Epispadias is a rare congenital condition where the urethral opening (the tube through which urine exits the body) is not located at its usual place at the tip of the penis in males, or in the area between the clitoris and vagina in females, but is positioned on the upper side of the penis or above the normal position in females. In males, this condition can affect both the appearance and function of the penis, sometimes accompanying a curvature of the penis (chordee) and making urination difficult. Epispadias can be part of a more complex condition known as bladder exstrophy, but it can also exist independently.

The diagnosis of epispadias is usually made based on a physical examination immediately after birth. In addition to the physical examination, further tests such as ultrasound may be required to assess accompanying anomalies in the urogenital tract. Sometimes, a more detailed evaluation may be necessary to plan appropriate therapy, especially in more complex cases.

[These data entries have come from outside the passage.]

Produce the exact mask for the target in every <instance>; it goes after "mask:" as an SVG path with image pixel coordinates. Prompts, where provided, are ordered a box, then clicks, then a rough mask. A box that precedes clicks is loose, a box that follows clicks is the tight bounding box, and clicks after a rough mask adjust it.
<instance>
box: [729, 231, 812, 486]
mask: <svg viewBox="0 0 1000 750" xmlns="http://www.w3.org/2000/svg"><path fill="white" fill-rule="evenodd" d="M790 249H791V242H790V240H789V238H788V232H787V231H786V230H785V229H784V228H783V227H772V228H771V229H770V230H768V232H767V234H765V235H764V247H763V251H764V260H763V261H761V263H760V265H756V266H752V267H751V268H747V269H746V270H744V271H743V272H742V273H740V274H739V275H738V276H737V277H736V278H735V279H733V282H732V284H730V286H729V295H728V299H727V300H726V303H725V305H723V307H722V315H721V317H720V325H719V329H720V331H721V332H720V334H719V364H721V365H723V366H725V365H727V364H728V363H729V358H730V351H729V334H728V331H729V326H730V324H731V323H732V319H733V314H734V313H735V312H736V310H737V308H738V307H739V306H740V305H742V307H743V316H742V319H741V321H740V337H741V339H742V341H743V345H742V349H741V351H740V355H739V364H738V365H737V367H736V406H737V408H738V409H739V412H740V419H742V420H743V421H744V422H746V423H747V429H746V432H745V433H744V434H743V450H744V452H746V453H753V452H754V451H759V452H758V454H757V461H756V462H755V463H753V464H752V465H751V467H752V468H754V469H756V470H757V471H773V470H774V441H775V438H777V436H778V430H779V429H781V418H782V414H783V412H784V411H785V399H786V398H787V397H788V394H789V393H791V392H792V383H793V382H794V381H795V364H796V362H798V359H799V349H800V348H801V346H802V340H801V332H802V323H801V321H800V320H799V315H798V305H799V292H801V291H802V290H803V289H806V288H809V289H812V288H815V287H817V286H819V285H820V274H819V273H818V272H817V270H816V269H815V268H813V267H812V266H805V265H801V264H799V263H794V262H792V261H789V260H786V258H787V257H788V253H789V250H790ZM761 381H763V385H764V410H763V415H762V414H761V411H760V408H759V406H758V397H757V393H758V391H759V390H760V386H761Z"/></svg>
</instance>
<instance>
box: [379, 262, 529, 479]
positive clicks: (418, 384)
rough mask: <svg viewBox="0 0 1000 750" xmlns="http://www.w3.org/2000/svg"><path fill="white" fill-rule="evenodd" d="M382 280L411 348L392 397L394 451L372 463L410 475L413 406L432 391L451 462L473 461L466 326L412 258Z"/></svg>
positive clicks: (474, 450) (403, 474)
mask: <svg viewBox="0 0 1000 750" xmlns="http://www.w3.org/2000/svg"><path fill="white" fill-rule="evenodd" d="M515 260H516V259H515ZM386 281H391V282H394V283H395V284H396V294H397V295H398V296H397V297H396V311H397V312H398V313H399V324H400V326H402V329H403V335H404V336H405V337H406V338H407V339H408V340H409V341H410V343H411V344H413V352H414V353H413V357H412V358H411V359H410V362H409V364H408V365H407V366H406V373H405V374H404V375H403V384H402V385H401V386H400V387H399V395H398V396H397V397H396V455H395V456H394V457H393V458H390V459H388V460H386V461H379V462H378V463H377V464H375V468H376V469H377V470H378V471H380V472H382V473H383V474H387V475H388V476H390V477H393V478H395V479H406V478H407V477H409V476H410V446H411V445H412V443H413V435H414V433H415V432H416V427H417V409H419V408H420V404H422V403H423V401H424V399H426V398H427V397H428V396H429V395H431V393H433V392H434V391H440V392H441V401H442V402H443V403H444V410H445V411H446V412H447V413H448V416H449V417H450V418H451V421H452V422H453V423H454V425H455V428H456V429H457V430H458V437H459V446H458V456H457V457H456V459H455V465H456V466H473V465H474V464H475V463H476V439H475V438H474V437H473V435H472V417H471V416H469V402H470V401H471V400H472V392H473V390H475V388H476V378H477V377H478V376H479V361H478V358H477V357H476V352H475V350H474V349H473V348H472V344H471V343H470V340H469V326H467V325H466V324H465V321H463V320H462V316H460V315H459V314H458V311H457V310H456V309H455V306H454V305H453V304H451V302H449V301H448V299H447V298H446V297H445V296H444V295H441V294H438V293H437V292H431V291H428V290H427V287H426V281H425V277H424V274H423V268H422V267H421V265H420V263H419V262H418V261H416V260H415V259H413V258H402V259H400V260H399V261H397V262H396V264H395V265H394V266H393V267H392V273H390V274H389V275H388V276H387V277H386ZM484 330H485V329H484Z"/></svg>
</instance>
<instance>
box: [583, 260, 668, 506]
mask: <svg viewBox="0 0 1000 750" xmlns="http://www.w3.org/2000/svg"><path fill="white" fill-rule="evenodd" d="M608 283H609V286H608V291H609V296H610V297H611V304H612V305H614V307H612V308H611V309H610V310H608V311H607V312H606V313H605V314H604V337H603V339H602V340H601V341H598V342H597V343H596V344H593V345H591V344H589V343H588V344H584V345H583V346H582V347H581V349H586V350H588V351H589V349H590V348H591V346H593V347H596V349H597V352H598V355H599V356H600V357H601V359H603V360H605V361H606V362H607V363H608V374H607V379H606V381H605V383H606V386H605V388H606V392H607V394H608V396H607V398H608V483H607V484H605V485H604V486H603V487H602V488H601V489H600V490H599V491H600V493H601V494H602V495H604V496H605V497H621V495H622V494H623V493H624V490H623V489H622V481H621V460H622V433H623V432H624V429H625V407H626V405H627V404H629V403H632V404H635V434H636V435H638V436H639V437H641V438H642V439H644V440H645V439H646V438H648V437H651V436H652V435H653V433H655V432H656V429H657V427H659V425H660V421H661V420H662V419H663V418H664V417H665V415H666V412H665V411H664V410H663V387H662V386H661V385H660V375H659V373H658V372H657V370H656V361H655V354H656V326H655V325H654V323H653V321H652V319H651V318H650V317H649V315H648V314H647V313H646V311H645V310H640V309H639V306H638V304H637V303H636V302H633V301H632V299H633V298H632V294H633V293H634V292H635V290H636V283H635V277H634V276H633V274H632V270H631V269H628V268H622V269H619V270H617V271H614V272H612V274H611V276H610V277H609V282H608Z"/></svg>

The treatment of epispadias typically involves surgical intervention aimed at correcting the position of the urethral opening and improving the function of the urethra, as well as the aesthetic appearance of the genitals. The complexity of the surgical intervention can vary depending on the degree of epispadias and accompanying anomalies. In most cases, surgery is recommended at an early age, often before the first year of life, to allow for normal development and reduce the possibility of complications.
In addition to surgical treatment, a multidisciplinary team approach that may include a pediatric urologist, nephrologist, and, if necessary, a psychologist, can be beneficial in providing comprehensive support to children and their families through the treatment and rehabilitation process. The goal of treatment is not only to correct physical anomalies but also to ensure normal development and psychosocial well-being of the child.